Bei diesem Problem möchte die persönliche elektronische Gesundheitsakte, mittels der vorhandene medizinische Daten abgerufen, vernetzt und jederzeit zur Verfügung gestellt werden, ansetzen. Ansätze dazu gibt es viele. Etwa das Google Health oder das Microsoft Health-Vault-Projekt, deren Angebote derzeit allerdings auf den US-Markt zugeschnitten sind. Oder Elga, das Projekt des österreichischen Gesundheitsministeriums, das nach Scheitern der Gesundheitsreform voraussichtlich noch länger als bis 2012 nicht umgesetzt werden dürfte. "Elga ist ein unausgegorenes Konzept, bei dem vieles noch nicht geklärt ist, etwa, wer auf die Daten zugreifen darf", sagt Bernhard Voita, Österreich-Geschäftsführer von InterComponentWare (ICW).

Kritik

Die Kritik ist nicht ganz uneigennützig, denn Voitas Unternehmen ist Anbieter der persönlichen elektronischen Gesundheitsakte LifeSensor.

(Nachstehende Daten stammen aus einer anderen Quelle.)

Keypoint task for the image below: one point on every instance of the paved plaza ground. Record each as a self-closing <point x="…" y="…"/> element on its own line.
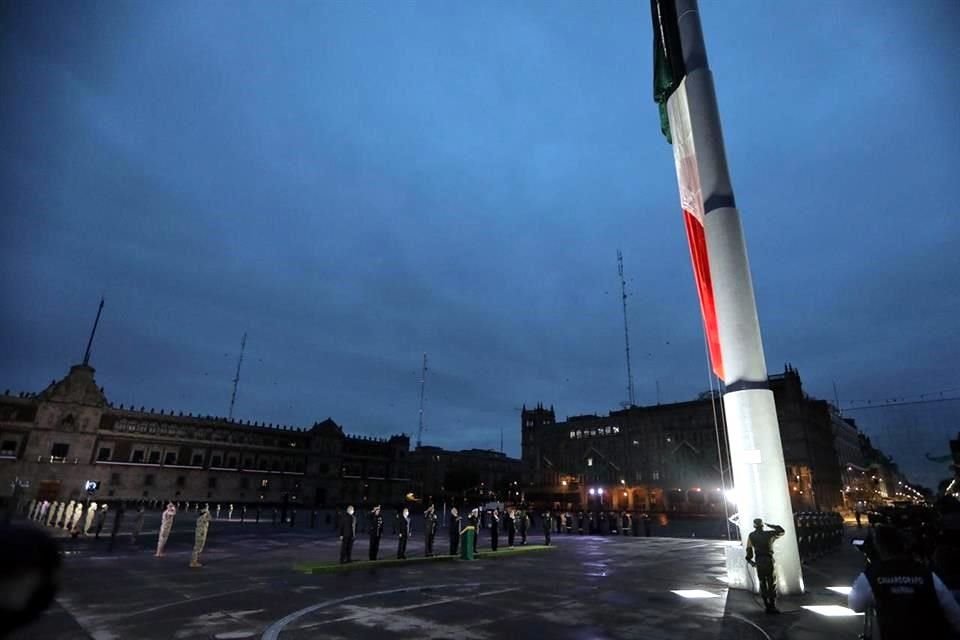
<point x="585" y="587"/>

Mit dieser soll der Nutzer auf seine wichtigen Gesundheitsdaten - etwa Kinderkrankheiten, Impftermine oder Medikamentenunverträglichkeiten - rund um die Uhr online zugreifen können. 6000 Kunden und rund 300 Ärzte in Österreich nutzen laut Voita den Service bereits.

Eindeutiges Zugriffsrecht

"Bei uns steht der Aktenbesitzer im Mittelpunkt: Er, und nur er, bestimmt, wer in welche Akte Einsicht nehmen darf und ob zum Beispiel sein Hausarzt Daten in seine persönliche Akte stellen kann", erläutert der E-Health-Spezialist. Der Arzt kann dabei die relevanten Informationen direkt aus seinem Praxiscomputer in die Gesundheitsakte übertragen. Oder das Labor stellt dem Patienten die Ergebnisse der Blutuntersuchung auf dessen persönliche Seite im LifeSensor-Internetportal zu. Auch kann der Nutzer eigene Notizen über Krankheitsverlauf, Allergien, Medikamente speichern oder sich an den nächsten Arzttermin erinnern lassen.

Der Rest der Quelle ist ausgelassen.